Kiraly Peter, Groznik Alenka Lavrič, Valentinčič Nataša Vidovič, Mekjavić Polona Jaki, Urbančič Mojca, Ocvirk Janja, Mesti Tanja
Eye Hospital, University Medical Centre Ljubljana, Grablovičeva 46, SI-1000 Ljubljana, Slovenia.
Department of Medical Oncology, Institute of Oncology Ljubljana, Faculty of Medicine, University of Ljubljana, Ljubljana 1000, Slovenia.
World J Clin Cases. 2022 Jul 6;10(19):6536-6542. doi: 10.12998/wjcc.v10.i19.6536.
Immune checkpoint inhibitors have revolutionized the treatment of patients with unresectable metastatic malignant melanoma. In addition to systemic side effects, several usually mild ocular adverse effects have been reported. We report a case of rarely reported vision-threatening bilateral panuveitis with serous retinal detachment, thickened choroid, and chorioretinal folds associated with dabrafenib and trametinib targeted therapy for B-Raf proto-oncogene serine/threonine kinase (BRAF) mutant metastatic cutaneous melanoma.
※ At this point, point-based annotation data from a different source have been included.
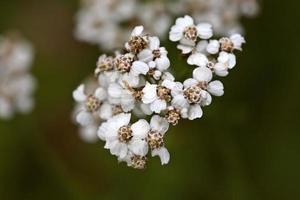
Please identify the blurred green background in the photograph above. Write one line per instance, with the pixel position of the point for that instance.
(246, 147)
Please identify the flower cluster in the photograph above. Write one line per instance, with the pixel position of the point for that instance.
(105, 22)
(16, 82)
(135, 85)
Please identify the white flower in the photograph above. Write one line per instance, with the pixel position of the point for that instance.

A 59-year-old female patient with metastatic melanoma treated with dabrafenib and trametinib presented with blurry vision and central scotoma lasting for 3 d in both eyes. Clinical examination and multimodal imaging revealed inflammatory cells in the anterior chamber, mild vitritis, bullous multiple serous retinal detachments, and chorioretinal folds in both eyes. Treatment with dabrafenib and trametinib was suspended, and the patient was treated with topical and intravenous corticosteroids followed by oral corticosteroid treatment with a tapering schedule. One and a half months after the disease onset, ocular morphological and functional improvement was noted. Due to the metastatic melanoma dissemination, BRAF/mitogen-activated protein kinase inhibitors were reintroduced and some mild ocular adverse effects reappeared, which later subsided after receiving oral corticosteroids.
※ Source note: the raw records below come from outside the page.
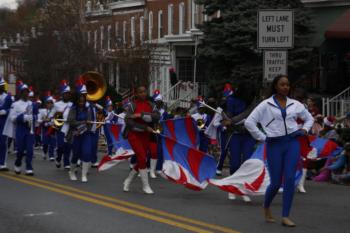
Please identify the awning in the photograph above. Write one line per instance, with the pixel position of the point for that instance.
(340, 29)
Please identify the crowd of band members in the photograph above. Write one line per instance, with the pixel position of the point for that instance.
(281, 120)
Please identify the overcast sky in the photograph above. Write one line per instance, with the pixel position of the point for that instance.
(8, 3)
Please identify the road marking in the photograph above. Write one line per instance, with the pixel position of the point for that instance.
(40, 214)
(110, 205)
(137, 206)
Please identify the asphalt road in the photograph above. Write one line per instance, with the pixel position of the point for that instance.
(49, 203)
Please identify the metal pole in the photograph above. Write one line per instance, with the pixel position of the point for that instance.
(195, 60)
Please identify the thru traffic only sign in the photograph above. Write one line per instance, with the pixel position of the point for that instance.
(275, 63)
(275, 29)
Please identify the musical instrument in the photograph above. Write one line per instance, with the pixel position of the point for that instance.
(95, 85)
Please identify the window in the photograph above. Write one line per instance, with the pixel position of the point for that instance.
(102, 36)
(89, 37)
(142, 32)
(170, 19)
(182, 17)
(132, 29)
(95, 39)
(160, 24)
(109, 37)
(150, 25)
(124, 32)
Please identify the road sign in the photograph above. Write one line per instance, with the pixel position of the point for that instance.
(275, 63)
(275, 29)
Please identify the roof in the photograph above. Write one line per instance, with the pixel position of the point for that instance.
(340, 29)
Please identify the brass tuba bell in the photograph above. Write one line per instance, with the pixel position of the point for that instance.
(95, 84)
Patients on combination therapy with dabrafenib and trametinib may rarely develop severe bilateral panuveitis with a good prognosis. Further studies have to establish potential usefulness of ophthalmological examination for asymptomatic patients. Furthermore, appropriate guidelines for managing panuveitis associated with dabrafenib and trametinib should be established.
免疫检查点抑制剂彻底改变了不可切除转移性恶性黑色素瘤患者的治疗方式。除全身副作用外,还报告了几种通常较为轻微的眼部不良反应。我们报告了1例罕见的、有视力威胁的双侧葡萄膜炎病例,伴有浆液性视网膜脱离、脉络膜增厚和脉络膜视网膜皱褶,与达拉非尼和曲美替尼靶向治疗B-Raf原癌基因丝氨酸/苏氨酸激酶(BRAF)突变的转移性皮肤黑色素瘤有关。
1例接受达拉非尼和曲美替尼治疗的转移性黑色素瘤女性患者,双眼出现视力模糊和中心暗点,持续3天。临床检查和多模态成像显示双眼前房有炎性细胞、轻度玻璃体炎、多发性大疱性浆液性视网膜脱离和脉络膜视网膜皱褶。暂停达拉非尼和曲美替尼治疗,患者接受局部和静脉注射皮质类固醇治疗,随后口服皮质类固醇并逐渐减量。发病1个半月后,眼部形态和功能有所改善。由于转移性黑色素瘤扩散,重新使用BRAF/丝裂原活化蛋白激酶抑制剂,再次出现一些轻度眼部不良反应,接受口服皮质类固醇治疗后症状缓解。
接受达拉非尼和曲美替尼联合治疗的患者可能很少发生严重的双侧葡萄膜炎,预后良好。需要进一步研究确定眼科检查对无症状患者的潜在作用。此外,应制定与达拉非尼和曲美替尼相关的葡萄膜炎管理的适当指南。